俵:初めは、五島や航空大学校の様子に興味があって観ていたので、途中で短歌が登場したときはびっくりしました。八木のおっちゃん(又吉直樹)が、貴司くんに息ができるようになる1つの方法として、短歌を手渡した場面がすごく素敵で、「この子に絶対短歌を作ってほしい!」と思っていたので、本当に歌人になってからはもう他人事とは思えないような気持ちで観ていました。

ーーそんな貴司が、第25週では「もうこういう歌は詠めません」と苦悩していましたが……。

俵:やっぱり第一歌集というのは、神様からの贈り物みたいなところがあって、それまでの人生が全部詰まったものなので、すごく力のあるものになるんですよね。そして第一歌集でスタートを切った人は、勢いで第二歌集くらいまでは出せるんですけど、第三歌集になるととても難しいんですよ。だから私は、「貴司くん、無理せんでええ」と思って見守っています。それでも、出版社の方からしたらせっかく第一、第二と売れているわけだから、この勢いで第三歌集も……という感じになりますよね。でも、無理して作っても良いものはできませんから、自分を見失わないでほしいなと思います。

ーー貴司が短歌を詠めなくなったのは、子どもが生まれて生活に変化があったことが影響しているのでしょうか?

俵:私の場合は、子どもが生まれたことで歌作りの原点に戻れたようなところがあって、貴司くんも子育てをすごく頑張っているから、そういうところを詠むっていうのも一つの手だと思うんですけど、観ているとそういう感じでもなさそうですよね。やっぱり貴司くんの場合、原点といえば旅になるのかな。ドラマではあまり出ていないですけど、子どもたちに短歌を教えながら全国を回るっていう仕事をリュー(北条)さんとやっていたはずなので、そういう旅先での歌が、第二歌集あたりに入っているのかなと勝手に妄想しています。私も昨年末に取材で長崎の小学校に行ったんですけど、授業の様子があまりにかわいらしくて、飛び入りで短歌の授業をさせてもらったんです。子どもたちは、五音七音に乗せると言葉の調子が良くなるので、喜んで歌を作ってくれて、「なんかあれちょっと貴司くんっぽかったな」と思い出しました。

ーーリュー北条(川島潤哉)はどんなイメージですか?

俵:最初はなんだか怪しくて、「この人から貴司くんを守らなあかん!」ぐらいに思っていたんですけど、実は彼なりに美学があって、古典の知識もあることがわかってきて、すごくいい味を出していると思うようになりました。だから、最近はタイトルバックに「リュー北條」っていう名前があるとちょっと嬉しいんです。
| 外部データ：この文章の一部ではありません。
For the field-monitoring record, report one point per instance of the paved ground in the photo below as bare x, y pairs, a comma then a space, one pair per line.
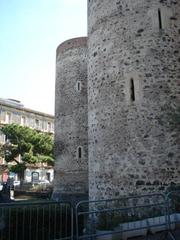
159, 236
ーー歌人と編集者の関係というのは、あれぐらい密なことがあるんですか?

俵:どうでしょう。どちらかというと、リューさんは「小説の編集者ってこんな感じかな?」と私がイメージしていたタイプの人ですね。短歌の場合は、あそこまで作るところから関わる人は珍しいような気がします。

ーープロの視点から見て、貴司の作る短歌に特徴的なところはありますか?

俵:貴司くんは、星とか海とか自分に身近な自然をよく比喩に使っていますよね。最初に五島で作った短歌はすごく素直で気持ちが伝わる歌でしたけど、若干肩に力が入っているのが初心者っぽくて、“あるある”っていう感じがしました。そこから貴司くんが成長していくにつれて、歌の完成度もだんだん上がっているのが、桑原さんのすごいところだと思います。私もちょっとお遊びで、作中人物がもし短歌を作ったら、と妄想しながら作っていましたけど、どうしても自分の歌になってしまうんですよね。

ーー俵さんがTwitterに投稿されていた久留美(山下美月)の短歌が素敵でした。

俵:ありがとうございます。久留美ちゃんの短歌はすごく評判が良くて、私自身も気に入っています。<大切な友と友とが結ばれて 嬉しくて泣く、寂しくて泣く>っていう歌は、親友同士が結婚した久留美ちゃんの気持ちとして読んだんですけど、これはドラマから離れても一首として成立するかなと思いました。